I am far from alone in this story. When I shared it on Instagram over half of the mums I know shared their stories, often exactly the same as mine. Many, many mums make heartbreaking decisions to give up on their breastfeeding journey for various physical or emotional reasons (both Millie Macintosh and Stacey Solomon have revealed that they abandoned breastfeeding their most recent babies because of tongue ties and painful feeds).
For other mums and parents, perhaps who have had mastectomies, have adopted, or used surrogates, formula feeding is the only option, and for others it’s simply their choice. There should be no room for judgement on any of this, particularly from strange men on the internet, yet we are routinely led to feel as if we use formula we have failed, that formula is our dirty little secret.

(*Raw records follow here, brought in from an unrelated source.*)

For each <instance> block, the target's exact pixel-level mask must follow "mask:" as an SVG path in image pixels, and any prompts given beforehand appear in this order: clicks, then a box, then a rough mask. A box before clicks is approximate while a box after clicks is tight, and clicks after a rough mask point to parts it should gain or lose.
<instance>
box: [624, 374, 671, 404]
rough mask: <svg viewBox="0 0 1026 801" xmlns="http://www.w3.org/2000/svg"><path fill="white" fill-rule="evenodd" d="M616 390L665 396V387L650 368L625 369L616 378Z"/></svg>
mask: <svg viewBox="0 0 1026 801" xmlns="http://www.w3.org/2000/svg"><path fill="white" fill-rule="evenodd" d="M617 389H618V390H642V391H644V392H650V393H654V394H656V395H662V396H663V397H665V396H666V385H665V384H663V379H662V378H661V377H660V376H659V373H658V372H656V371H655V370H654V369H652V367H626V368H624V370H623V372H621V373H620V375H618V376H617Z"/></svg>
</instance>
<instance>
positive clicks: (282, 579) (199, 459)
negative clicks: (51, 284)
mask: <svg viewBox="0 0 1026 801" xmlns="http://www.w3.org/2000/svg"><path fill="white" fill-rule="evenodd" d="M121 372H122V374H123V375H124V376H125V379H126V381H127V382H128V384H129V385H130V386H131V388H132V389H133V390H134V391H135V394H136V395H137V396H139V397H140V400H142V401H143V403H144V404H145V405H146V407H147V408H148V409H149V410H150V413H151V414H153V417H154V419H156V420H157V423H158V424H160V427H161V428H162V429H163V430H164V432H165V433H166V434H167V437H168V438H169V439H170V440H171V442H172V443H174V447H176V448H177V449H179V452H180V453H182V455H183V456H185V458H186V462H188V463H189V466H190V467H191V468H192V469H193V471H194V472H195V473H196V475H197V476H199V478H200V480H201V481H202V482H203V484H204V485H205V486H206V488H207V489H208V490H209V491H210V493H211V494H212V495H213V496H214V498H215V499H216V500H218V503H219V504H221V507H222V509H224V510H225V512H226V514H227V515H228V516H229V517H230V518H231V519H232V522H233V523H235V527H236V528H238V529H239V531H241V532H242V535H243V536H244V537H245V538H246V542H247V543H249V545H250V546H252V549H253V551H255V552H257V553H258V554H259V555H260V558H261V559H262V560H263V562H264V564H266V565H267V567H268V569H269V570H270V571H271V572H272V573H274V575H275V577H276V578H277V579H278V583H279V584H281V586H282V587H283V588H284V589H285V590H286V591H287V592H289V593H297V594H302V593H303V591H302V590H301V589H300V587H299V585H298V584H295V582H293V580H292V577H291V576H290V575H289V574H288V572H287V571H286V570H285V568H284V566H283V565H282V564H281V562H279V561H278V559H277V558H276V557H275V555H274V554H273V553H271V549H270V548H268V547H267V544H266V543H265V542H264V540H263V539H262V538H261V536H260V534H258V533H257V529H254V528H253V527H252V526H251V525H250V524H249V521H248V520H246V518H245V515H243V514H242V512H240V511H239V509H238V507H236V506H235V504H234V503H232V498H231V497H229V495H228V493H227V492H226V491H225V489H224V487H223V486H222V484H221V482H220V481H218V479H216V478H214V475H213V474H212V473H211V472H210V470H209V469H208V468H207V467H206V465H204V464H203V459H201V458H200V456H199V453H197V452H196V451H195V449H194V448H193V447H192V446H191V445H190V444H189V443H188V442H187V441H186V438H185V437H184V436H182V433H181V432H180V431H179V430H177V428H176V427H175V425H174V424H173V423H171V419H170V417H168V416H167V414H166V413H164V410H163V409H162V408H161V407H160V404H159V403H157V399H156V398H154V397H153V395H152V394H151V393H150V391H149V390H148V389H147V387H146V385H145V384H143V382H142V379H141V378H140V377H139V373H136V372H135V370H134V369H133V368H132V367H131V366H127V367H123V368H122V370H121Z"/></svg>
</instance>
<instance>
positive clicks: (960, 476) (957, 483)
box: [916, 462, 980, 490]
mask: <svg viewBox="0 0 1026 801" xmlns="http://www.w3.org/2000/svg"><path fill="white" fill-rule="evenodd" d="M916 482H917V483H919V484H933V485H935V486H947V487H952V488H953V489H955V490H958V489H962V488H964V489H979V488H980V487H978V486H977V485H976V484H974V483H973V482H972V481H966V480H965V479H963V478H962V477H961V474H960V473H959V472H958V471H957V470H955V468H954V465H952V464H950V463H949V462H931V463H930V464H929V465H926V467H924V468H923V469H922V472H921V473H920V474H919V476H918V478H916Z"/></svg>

Former Made In Chelsea star Louise Thompson recently revealed that, after a traumatic birth experience at the end of last year, she had taken the decision to feed her son Leo with formula rather than breastfeed after a difficult surgery. She wrote on Instagram, ‘For those that have ever glanced at a woman feeding a newborn with a bottle and questioned it in their head, there are several reasons why mums might not be able to breast feed besides being in intensive care.’ She added that, like I had, she had previously been too ashamed to post any pictures on Instagram where bottles of formula were visible.
Can you be a good ‘mama’ if you’re sterilising bottles and spooning out formula every few hours? The answer is yes, of course you can. Nothing can affect the bond I have with my son, least of all a plastic teat and some powder. Whether he’s breastfeeding or drinking from a bottle we are close as we can be, holding hands, I’m stroking his fluffy hair as he falls asleep full and contented. He is happy and healthy.
New mums are under such extreme pressure to do everything right, enjoy every moment and look great while they’re doing it. Breastfeeding felt to me like this unattainable club full of better mothers than me that I’d never be part of. Now I’m a part time member and it’s wonderful to me, but formula feeding is great too. By creating shame and stigma around feeding choices and making mums feel like a failure if they can’t or don’t breastfeed - without providing proper support for them to explore doing so - we are creating yet another unrealistic standard for new mums.